Could have been better if the authors focuses on architectural concerns only
Unlike other books on Hadoop, Hadoop Application Architecture try to provide the high level view architects need to make decisions about which tools to use to satisfy the “-ibilities”. The idea of the book is excellent and the authors are uniquely qualified to the task, helping clients and partners to integrate Hadoop in their ecosystem. The results is an interesting book but I was expecting more.
As the book progresses, the authors fall in simple framework introductions and the main subject of the book (architecture) is left aside. For example, instead of basic examples on Oozie (how to create a linear flow, how to set the timezone), I would have preferred that the authors discussed the limitations of the tool. Moreover, the content is not homogeneous. Some chapters contain too much code, while others not enough, and some covers advanced topics while others just introduce their subject like a “Getting Started” guide.

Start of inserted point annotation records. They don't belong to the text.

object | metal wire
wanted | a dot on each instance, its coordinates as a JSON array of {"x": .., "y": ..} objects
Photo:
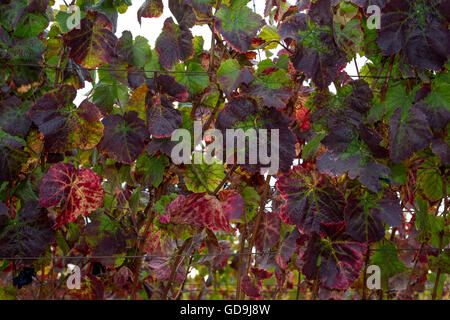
[
  {"x": 193, "y": 255},
  {"x": 190, "y": 72}
]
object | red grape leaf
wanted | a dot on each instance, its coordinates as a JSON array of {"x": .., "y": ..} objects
[
  {"x": 242, "y": 113},
  {"x": 238, "y": 25},
  {"x": 162, "y": 267},
  {"x": 268, "y": 234},
  {"x": 124, "y": 137},
  {"x": 287, "y": 248},
  {"x": 230, "y": 76},
  {"x": 183, "y": 13},
  {"x": 316, "y": 54},
  {"x": 335, "y": 257},
  {"x": 78, "y": 191},
  {"x": 150, "y": 9},
  {"x": 233, "y": 204},
  {"x": 13, "y": 116},
  {"x": 409, "y": 132},
  {"x": 199, "y": 209},
  {"x": 271, "y": 90},
  {"x": 64, "y": 126},
  {"x": 174, "y": 44},
  {"x": 162, "y": 118},
  {"x": 311, "y": 200},
  {"x": 260, "y": 274},
  {"x": 363, "y": 218},
  {"x": 26, "y": 235},
  {"x": 94, "y": 43},
  {"x": 417, "y": 28},
  {"x": 251, "y": 287},
  {"x": 203, "y": 6},
  {"x": 11, "y": 156}
]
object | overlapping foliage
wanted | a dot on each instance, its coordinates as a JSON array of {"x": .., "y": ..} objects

It is unfortunate because technical details does not help to have a high level view of the subject. I think the book would have been better if the authors would have resist the temptation to put technical details easily found elsewhere and have developed the case studies and the comparison of different solutions instead. Note that the subject of Machine Learning is completely absent.

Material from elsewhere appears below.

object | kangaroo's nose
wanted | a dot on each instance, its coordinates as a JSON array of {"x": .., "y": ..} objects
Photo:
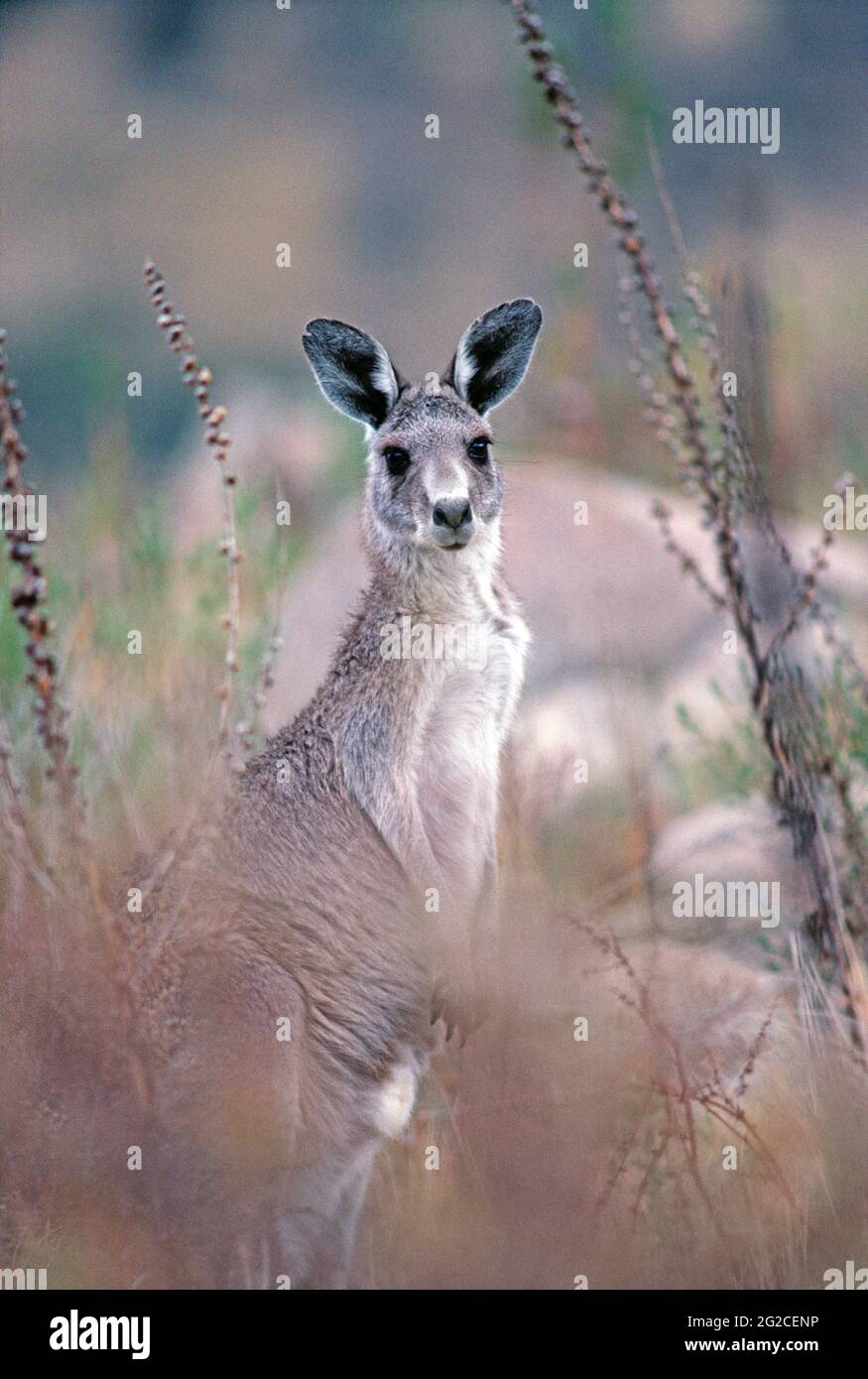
[{"x": 451, "y": 512}]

In definitive, Hadoop Application Architecture provides just enough information to make an informed choice about the tools covered in the book but as the Hadoop ecosystem is evolving at a fast pace, the book will soon become outdated (if it’s not already the case). Whether you’re designing a new Hadoop application, or planning to integrate Hadoop into your existing data infrastructure, I recommend you this book after reading the classic Hadoop: The Definitive Guide even if many of your questions will be left unanswered at the end of this book.